The trick is to build up a new dictionary (and inner lists), rather than trying to modify the old one. The itertools module provides what you need:

new = {}
for key, value in old.items():
    values = []
    for isspace, group in itertools.groupby(value, key=lambda x: x[0] == " "):
        if not isspace:
            letters, coords = zip(*group)
            values.append(("".join(letters), next(iter(coords))))
    new[key] = values

Here I am just taking the first of the co-ordinates, but of course you could merge those values however you wanted.

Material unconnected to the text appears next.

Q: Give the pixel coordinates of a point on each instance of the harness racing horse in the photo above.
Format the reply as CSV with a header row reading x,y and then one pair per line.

Edit: Split into functions for readability, using list/dict comprehensions:

def split(row):
    character, positions = row
    return character == " "

def merge(group):
    letters, position_groups = zip(*group)
    return "".join(letters), next(iter(position_groups))

def group(value):
    return [merge(group) for isspace, group in
            itertools.groupby(value, key=split) if not isspace]

print({key: group(value) for key, value in old.items()})

Giving:

{380.822: [
    ('1', [61.2, 380.822, 65.622, 391.736]), 
    ('piece', [81.738, 380.822, 83.503, 391.736]), 
    ('8901SYR8', [122.81, 380.822, 127.232, 391.736])
]}

Edit:

You mention in your comment using the previous value to compute the grouping - this can be done in many ways, but one of the lightest-weight ways is function attributes e.g:

def split(row):
    ret = some_computation(row, split.previous)
    split.previous = row
    return ret
split.previous = None

And note, of course, that you may not want to do the if not isspace in my example.